La funzione integrativa e chiarificatrice che la delibera consiliare può e quasi deve avere, rispetto al precetto contenuto nella Circolare e nella legge, è in questo senso un perno essenziale di garanzia delle prerogative proprie dell’Organo di autogoverno. Infatti, la salvaguardia delle attribuzioni proprie del Consiglio rimane assicurata anche e proprio dalla prerogativa benefica, ad essa assegnata dall’Ordinamento, di godere sempre di un margine di scelta dei modi di concretizzazione del parametro generale predeterminato dalla legge o dalla normazione secondaria.

Il fondamento della discrezionalità consiliare sta, d’altra parte, proprio in ciò: che i valori di fondo dell’indipendenza e dell’autonomia della magistratura, nel sistema vigente, non sono assicurabili meccanicamente e rigidamente dalla legge o dalla Circolare, ma abbisognano sempre della mediazione valutativa consiliare. Gli stessi valori costituzionali dell’imparzialità e del buon andamento degli uffici giudiziari  trovano la loro primaria ed indefettibile espressione nella possibilità di scelta: nucleo della discrezionalità.

La sentenza delle Sezioni unite dovrebbe quindi valere ad evitare i casi di sovrapposizione netta della valutazione eteronoma del giudice amministrativo sulle competenze consiliari, scongiurando un eventuale spostamento ope iudicis dell’asse della politica giudiziaria, verso modelli dirigenziali non più propri dell’Organo di governo autonomo ma di altri o, addirittura, nella direzione di tutela di interessi non tipici rispetto alla causa nominata ed esclusiva del provvedimento amministrativo.

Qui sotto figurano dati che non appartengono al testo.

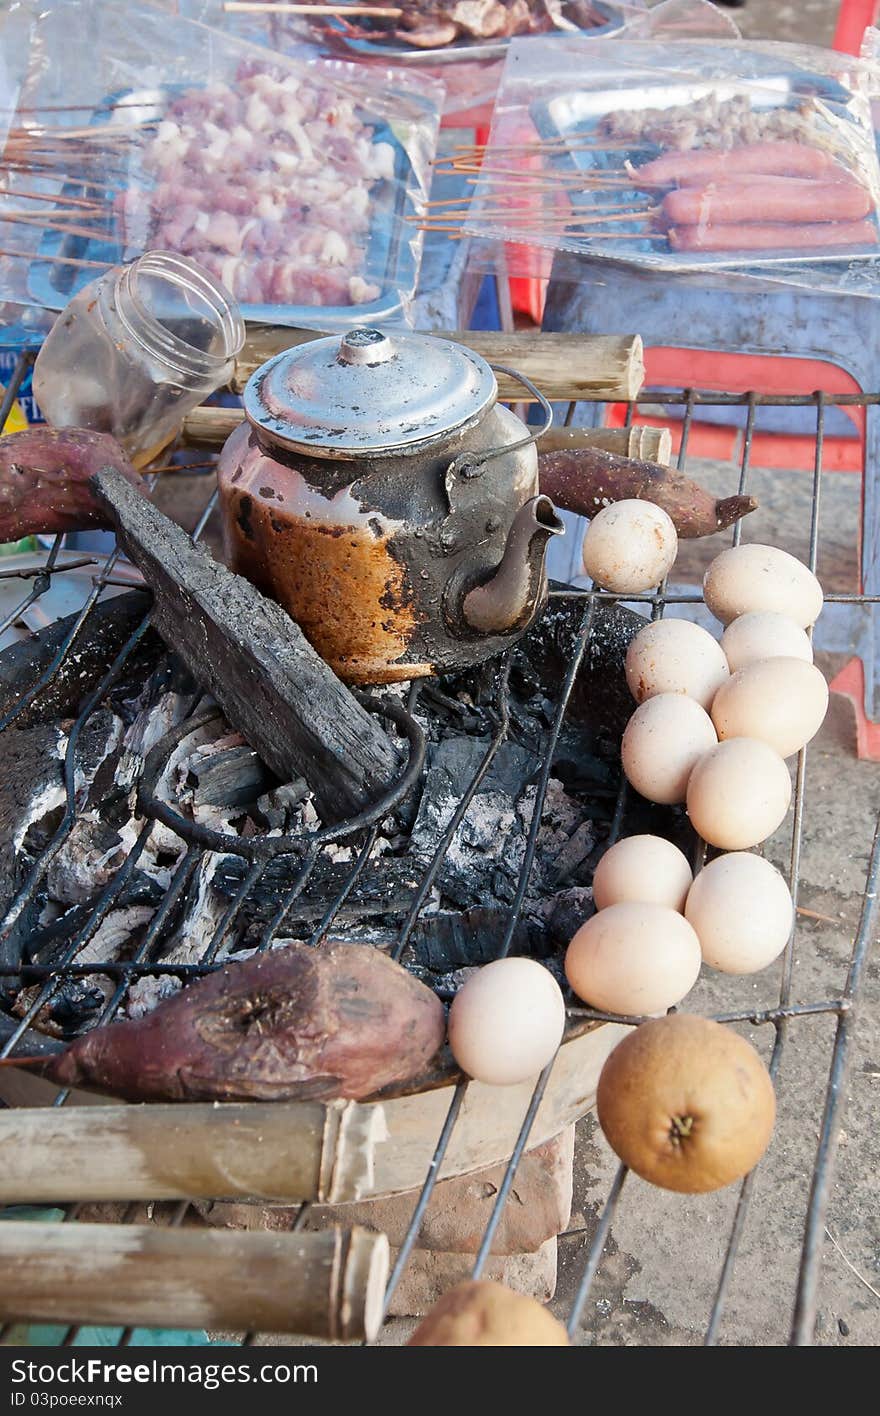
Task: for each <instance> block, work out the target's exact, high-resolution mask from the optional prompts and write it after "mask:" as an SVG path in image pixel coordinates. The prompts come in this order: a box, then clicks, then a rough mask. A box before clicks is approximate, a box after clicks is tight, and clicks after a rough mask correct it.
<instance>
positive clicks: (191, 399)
mask: <svg viewBox="0 0 880 1416" xmlns="http://www.w3.org/2000/svg"><path fill="white" fill-rule="evenodd" d="M244 338H245V330H244V321H242V319H241V313H239V309H238V304H237V303H235V300H234V297H232V296H231V295H230V293H228V292H227V290H225V289H224V286H222V285H220V282H217V280H214V278H213V276H210V275H208V273H207V270H203V268H201V266H200V265H197V263H196V261H188V259H187V258H186V256H179V255H176V253H174V252H170V251H149V252H147V253H146V255H143V256H140V258H139V259H137V261H135V262H132V265H125V266H113V268H112V269H109V270H106V272H105V273H103V275H101V276H99V278H98V279H96V280H92V282H89V285H86V286H84V287H82V289H81V290H79V292H78V293H77V295H75V296H74V299H72V300H71V302H69V304H68V306H67V309H65V310H64V312H62V313H61V314H60V316H58V319H57V320H55V324H54V326H52V329H51V330H50V333H48V336H47V338H45V341H44V344H43V348H41V350H40V354H38V355H37V362H35V365H34V395H35V398H37V402H38V405H40V408H41V409H43V413H44V416H45V419H47V421H48V422H50V423H52V425H54V426H55V428H92V429H95V430H96V432H106V433H112V435H113V436H115V438H116V440H118V442H120V443H122V446H123V447H125V449H126V452H128V453H129V456H130V457H132V460H133V462H136V463H139V464H140V466H143V464H145V463H147V462H149V460H150V459H152V457H153V456H154V455H156V453H157V452H159V450H160V449H162V447H164V446H166V445H167V443H169V442H170V440H171V438H173V436H174V433H176V432H177V430H179V429H180V425H181V423H183V419H184V416H186V413H188V412H190V411H191V409H193V408H196V406H197V405H198V404H201V402H203V401H204V399H205V398H207V396H208V395H210V394H213V392H215V389H218V388H221V387H222V385H224V384H227V382H228V379H230V377H231V372H232V364H234V360H235V355H237V354H238V353H239V351H241V348H242V346H244Z"/></svg>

Questa chiara presa di posizione del Supremo consesso si coniuga con l’affermazione, altrettanto nitida, del pieno diritto del singolo magistrato all’effettività della tutela giurisdizionale, ai fini dell’accertamento della legittimità dell’azione consiliare, al di là del risultato concreto dell’ottenimento effettivo dell’incarico.

La materia del contendere, in questo tipo di controversia, cessa dunque solo quando sia raggiunta certezza giuridica sul corretto vincitore della gara, pur se questo potrà giovarsi alla fine solo di una tutela risarcitoria per perdita di chance. Si è già detto sopra, dei possibili corollari negativi che tuttavia possono derivare da un tal tipo di impostazione rispetto al buon andamento dell’amministrazione (consiliare e della giustizia).

In questo momento storico, ad ogni buon conto, avere ristabilito un giusto dosaggio della miscela tra autonomia e controllo vale anche a rinsaldare il buon convincimento che il giudice amministrativo, per il CSM, per i singoli magistrati e per l’ordine giudiziario, è, o meglio può essere,  una garanzia e non certo una minaccia.

Il Consiglio Superiore della magistratura, dal suo canto, con il recente varo del nuovo T.U. sulla dirigenza giudiziaria ha inteso definire in maniera più nitida i criteri di valutazione, le esperienze da valorizzare, i percorsi professionali, così da rendere anche più prevedibile e certa, e soprattutto verificabile, la valutazione comparativa tra gli aspiranti.

Dipenderà ora dalla giurisprudenza amministrativa dimostrare se il sistema, grazie anche all’intervento nomofilattico delle Sezioni unite, è in grado di funzionare fisiologicamente da solo, sulla base del diritto vivente. Il prossimo futuro ci dirà, insomma, se i poteri, i plessi giurisdizionali, il pubblico ed il privato  riusciranno da soli ad armonizzarsi, a collaborare lealmente, trovando dal proprio interno un giusto bilanciamento, che valga ad inverare, col suo tipico dinamismo storico, il sapiente disegno costituzionale.